Of bargaining

leather purses lined up on wall of shop

“It’s camel leather!”

“Really?”

I probably wasn’t the first ignorant foreigner to fall for that trick. But unlike most foreigners, I had a friend beside me who revealed the claim as rubbish. Camels are too valuable to be able to sell cheap street merchandise made of their hides.

I narrowed my eyes at the shopkeeper. “You lied to me! Shame on you!”

He sheepishly tried to make amends, but his customer was no longer interested.

Living in North Africa requires me to be functional at bartering with shopkeepers and street vendors. If no price is listed on an item, I must accept an exorbitant price or hone my bargaining skills.

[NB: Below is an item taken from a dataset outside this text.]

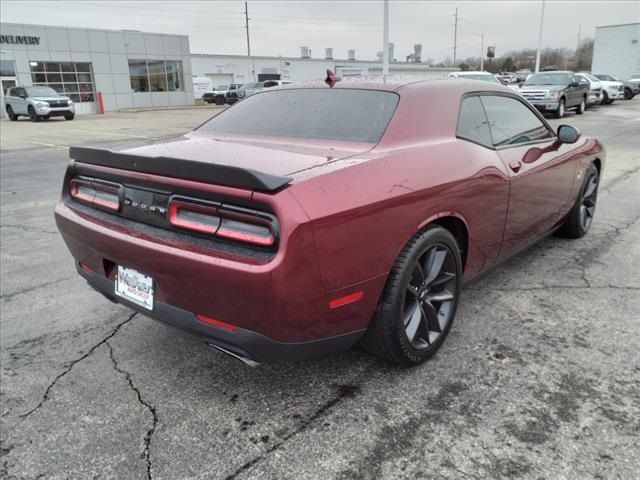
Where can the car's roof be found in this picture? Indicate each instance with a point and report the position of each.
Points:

Often, a shopkeeper will take me aside and lower his voice: “For everyone else, it is 150, but for you it is 130.”  As if he doesn’t tell every customer the same thing. At times, shopkeepers add phrases like: “…because you have North African friends” or “because you live here.” If the price still seems unreasonably high, I add, “And I’m a student. Do I get a student discount?”

Once, as I was bartering in Arabic, a shopkeeper told me “You are not a tourist. You are a North African!” Given the context, I took that as a compliment.

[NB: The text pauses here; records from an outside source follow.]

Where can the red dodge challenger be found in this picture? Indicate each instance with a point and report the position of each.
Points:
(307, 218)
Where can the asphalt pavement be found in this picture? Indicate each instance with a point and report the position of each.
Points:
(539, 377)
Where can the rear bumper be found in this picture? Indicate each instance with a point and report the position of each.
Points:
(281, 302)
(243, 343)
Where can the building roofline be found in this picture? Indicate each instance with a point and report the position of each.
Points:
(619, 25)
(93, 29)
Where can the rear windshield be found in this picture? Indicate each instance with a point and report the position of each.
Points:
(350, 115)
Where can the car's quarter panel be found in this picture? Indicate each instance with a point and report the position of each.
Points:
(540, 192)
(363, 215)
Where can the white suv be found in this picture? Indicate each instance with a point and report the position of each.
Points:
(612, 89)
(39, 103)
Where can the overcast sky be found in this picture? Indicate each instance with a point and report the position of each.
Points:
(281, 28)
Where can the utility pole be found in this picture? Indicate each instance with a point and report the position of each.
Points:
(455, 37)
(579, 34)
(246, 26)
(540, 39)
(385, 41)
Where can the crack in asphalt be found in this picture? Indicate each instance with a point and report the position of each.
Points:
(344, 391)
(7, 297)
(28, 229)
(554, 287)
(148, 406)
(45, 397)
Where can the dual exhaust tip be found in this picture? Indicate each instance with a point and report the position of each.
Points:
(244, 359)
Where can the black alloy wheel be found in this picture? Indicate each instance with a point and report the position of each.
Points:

Using Arabic helps those selling realize that I am intentional about what I am buying. It also clues them in that I might know reasonable prices. After speaking to a restaurant owner in Arabic, he listed a fair price for a meal and I accepted. But when I asked to see a menu, he had none to give me; the only menus were “tourist” menus!

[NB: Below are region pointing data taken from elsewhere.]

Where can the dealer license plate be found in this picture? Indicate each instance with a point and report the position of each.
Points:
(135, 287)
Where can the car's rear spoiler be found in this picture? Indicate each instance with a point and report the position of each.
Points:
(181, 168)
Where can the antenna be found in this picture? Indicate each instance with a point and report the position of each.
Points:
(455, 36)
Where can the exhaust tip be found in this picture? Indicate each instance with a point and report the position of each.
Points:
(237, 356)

I may bargain for a while, but when I know my last price and I say my last price, it is my last price. It is what the item is worth to me and if I can’t buy it for that, I don’t want it. Sometimes the shopkeepers drop their prices to meet mine, sometimes they don’t. Sometimes, I am walking away when they call me back. Perhaps it’s the threat that others will get my business when I say, “No thank you. I will keep looking at other shops.”

Bargaining used to terrify me. Now, after seven months, I have accepted this piece of the culture. Until I finish language study in another seven months, I might be enjoying myself.